In the past Fallout games, power armor is shown to the player in a way that displays how amazing it is. The best example of this is when you first meet Sarah Lyons and the Lyons’ Pride in Fallout 3.

They’re all decked out in nice T-45 series power armor and are able to carve their way through a blown out office building full of Super Mutants. They then face off against a Super Mutant Behemoth and only lose one member, but that’s because she was right next to an exploding bus.

With this show of how fantastic power armor is, they get you wanting it, trying to find the quickest way into your own suit. So you think, I’ll just loot some power armor off a dead body. You find a corpse sporting the latest in personal defence fashion, go into your inventory and attempt to put it on, but you can’t because you don’t have to proper training to use it.

This restriction has been in place from Fallout 1 up until Fallout: New Vegas. This roadblock stops the player from getting the best armor in the game simply by stealing from the dead. It’s a clever way to do it and is makes sense when you think about it.

Any schmuck from the wasteland shouldn’t just immediately know how to use this highly advanced military armor that essentially turns the wearer into a one-man army.


These principles that make power armor as renowned as it is were all thrown out in Fallout 4.

Before I start ragging on Fallout 4, I will say that I do love that they turned power armor more into a kind of mech suit that turns you into a walking tank rather than just someone in a fancy tin can.

Nothing beats leaping off the roof of a skyscraper, crashing down with a thunderous crash while taking no damage, and then reducing any enemies in the vicinity to ash with a laser rifle.

I also really enjoyed the collecting and customization aspect of it. Creating a sort of power armor museum where you display all the different models and paint jobs. But I’m also a borderline hoarder, so collection of any sort in games usually gets me excited.

But that’s pretty much where my love for the Fallout 4 remake of power armor ends.

Power armor isn’t shown to us in some amazing feat of strength and badassery. It’s just given to us as soon as we walts into the first town. Yes we then rip the minigun off a helicopter and jump down into the street to mow down a bunch of raiders, but this still goes against the idea of making us want it because we already have it.

While this sequence does make power armor feel awesome, it’s then immediately ruined when a Deathclaw comes out of the ground and tosses us around like we’re swing dance partners.


This reduces that important factor of awesomeness that power armor needs to radiate for players to feel like they are the god of war when wearing it.

And then there is no restriction on using it.

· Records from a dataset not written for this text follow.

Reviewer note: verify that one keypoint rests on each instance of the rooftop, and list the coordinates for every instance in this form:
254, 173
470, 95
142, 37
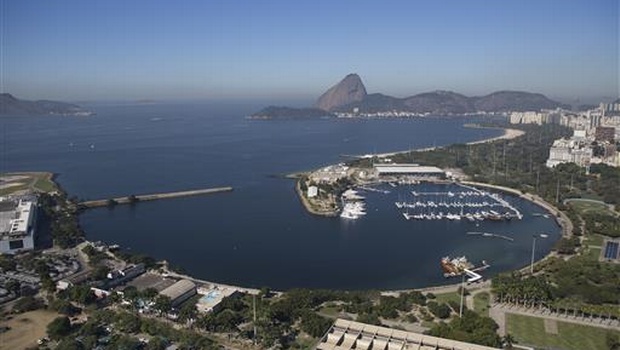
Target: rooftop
344, 335
178, 289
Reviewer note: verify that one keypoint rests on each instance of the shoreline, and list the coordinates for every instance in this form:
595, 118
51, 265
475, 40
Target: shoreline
508, 134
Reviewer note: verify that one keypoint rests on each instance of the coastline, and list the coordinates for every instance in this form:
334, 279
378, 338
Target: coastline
507, 135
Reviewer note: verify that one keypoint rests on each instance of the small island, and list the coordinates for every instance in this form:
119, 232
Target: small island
12, 106
280, 112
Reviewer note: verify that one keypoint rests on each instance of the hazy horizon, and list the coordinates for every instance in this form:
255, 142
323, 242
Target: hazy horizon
293, 51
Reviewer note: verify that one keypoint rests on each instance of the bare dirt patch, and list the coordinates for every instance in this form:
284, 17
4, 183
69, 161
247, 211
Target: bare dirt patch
25, 329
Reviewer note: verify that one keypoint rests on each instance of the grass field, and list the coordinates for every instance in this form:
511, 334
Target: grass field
481, 303
595, 240
35, 181
446, 297
531, 331
26, 329
585, 207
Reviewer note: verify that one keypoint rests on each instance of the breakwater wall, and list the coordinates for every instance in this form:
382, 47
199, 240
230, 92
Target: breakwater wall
151, 197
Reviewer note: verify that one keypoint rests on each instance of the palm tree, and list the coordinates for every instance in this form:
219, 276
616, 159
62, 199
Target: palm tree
507, 341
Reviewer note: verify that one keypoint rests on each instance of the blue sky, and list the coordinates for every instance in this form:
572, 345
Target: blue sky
102, 50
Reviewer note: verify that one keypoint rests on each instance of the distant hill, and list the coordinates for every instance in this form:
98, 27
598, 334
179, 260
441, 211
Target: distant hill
280, 112
349, 96
348, 90
503, 101
9, 105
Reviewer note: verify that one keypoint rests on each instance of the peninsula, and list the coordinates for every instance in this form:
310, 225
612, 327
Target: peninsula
12, 106
349, 98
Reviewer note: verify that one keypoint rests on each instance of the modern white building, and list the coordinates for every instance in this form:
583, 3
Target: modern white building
180, 291
17, 225
313, 191
408, 169
569, 151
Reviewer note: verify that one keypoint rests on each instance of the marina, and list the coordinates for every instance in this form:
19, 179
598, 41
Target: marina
465, 203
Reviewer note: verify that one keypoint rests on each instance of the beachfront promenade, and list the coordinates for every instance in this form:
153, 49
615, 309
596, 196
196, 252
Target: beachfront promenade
151, 197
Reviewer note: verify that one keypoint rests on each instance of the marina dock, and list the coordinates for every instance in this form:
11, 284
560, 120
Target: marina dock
151, 197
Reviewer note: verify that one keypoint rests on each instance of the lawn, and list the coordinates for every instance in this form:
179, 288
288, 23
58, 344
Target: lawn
528, 330
44, 182
595, 240
481, 303
26, 329
38, 181
585, 207
593, 253
446, 297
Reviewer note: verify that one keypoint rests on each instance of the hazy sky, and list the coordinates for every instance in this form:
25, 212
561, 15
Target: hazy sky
77, 50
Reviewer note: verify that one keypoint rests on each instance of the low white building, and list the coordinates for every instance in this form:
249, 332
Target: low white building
313, 191
17, 225
569, 151
180, 291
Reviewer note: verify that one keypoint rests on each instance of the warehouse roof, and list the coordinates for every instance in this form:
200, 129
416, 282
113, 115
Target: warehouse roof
178, 289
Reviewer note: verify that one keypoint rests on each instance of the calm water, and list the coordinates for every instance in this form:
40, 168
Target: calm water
258, 235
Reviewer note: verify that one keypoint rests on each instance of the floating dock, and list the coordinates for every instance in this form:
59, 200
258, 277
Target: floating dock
152, 197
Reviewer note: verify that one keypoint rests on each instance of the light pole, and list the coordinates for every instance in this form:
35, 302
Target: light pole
462, 295
534, 249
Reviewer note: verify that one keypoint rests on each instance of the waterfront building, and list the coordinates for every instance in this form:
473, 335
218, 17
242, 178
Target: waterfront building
609, 109
569, 151
345, 335
544, 117
605, 134
313, 191
329, 174
212, 297
409, 169
180, 291
17, 225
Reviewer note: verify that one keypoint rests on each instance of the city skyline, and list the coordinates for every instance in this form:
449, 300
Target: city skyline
295, 50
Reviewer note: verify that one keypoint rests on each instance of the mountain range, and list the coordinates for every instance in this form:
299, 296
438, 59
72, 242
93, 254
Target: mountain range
9, 105
350, 96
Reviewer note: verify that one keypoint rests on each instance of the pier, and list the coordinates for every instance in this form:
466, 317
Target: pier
151, 197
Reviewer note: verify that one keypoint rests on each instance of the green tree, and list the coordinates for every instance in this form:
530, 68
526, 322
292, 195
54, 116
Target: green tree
59, 328
163, 304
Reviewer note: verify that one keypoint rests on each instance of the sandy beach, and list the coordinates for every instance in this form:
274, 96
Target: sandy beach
508, 134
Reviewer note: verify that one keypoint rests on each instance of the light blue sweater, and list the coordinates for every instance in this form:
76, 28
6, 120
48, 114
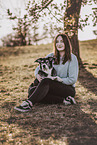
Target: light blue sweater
68, 72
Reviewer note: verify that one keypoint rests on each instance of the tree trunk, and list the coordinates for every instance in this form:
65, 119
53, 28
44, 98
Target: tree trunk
71, 20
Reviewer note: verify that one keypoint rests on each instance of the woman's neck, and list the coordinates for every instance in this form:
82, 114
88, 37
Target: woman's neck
62, 53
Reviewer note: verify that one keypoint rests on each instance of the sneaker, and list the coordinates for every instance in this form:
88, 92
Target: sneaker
24, 107
69, 100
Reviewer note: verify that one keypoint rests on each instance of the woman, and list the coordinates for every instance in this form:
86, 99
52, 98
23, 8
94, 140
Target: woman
49, 90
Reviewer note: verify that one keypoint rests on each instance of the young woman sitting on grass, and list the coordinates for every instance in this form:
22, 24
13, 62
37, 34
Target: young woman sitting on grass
56, 91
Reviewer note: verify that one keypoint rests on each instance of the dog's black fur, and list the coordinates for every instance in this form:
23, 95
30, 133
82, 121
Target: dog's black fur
45, 69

There is no training required to use a suit of power armor, even though one could argue it’s now infinitely harder to use than the simple metallic bodysuit it was in previous games.

Well, there is the limiting factor of fusion cores. But the problem with fusion cores is that, even though they’re pitched as this scarce power source, they’re really now. At the end of almost every dungeon you get at least one while only using up half of the fusion core you’re currently using at most.

The fact that your character can just use power armor right off the bat can also be annoying when playing as the female character, Nora. With the male character, Nate, you can kinda explain away why he would know how to use power armor because he served in the military, but Nora has no such excuse. She was a lawyer before the war and would know nothing of operating power armor.

And yes, while one could argue that the very early inclusion and access to power armor is made possible by the fact that the different models are tied to what level you are, it doesn’t really help. All that means is that you can’t get super duper overpowered, just regular overpowered.

Because power armor essentially levels with you considering you get better models every couple levels, that means that you’ll always have a suit that’s more powerful than any enemy that is going to be scaling level alongside you.

So, since Fallout 4 abandons or tries to replace the cores principles of showing power armor off to make us want it, making it unavailable until just the right point for us to use, and making the lore and use of power armor make sense in the world, I think it’s fair to say that Fallout 4 did power armor wrong.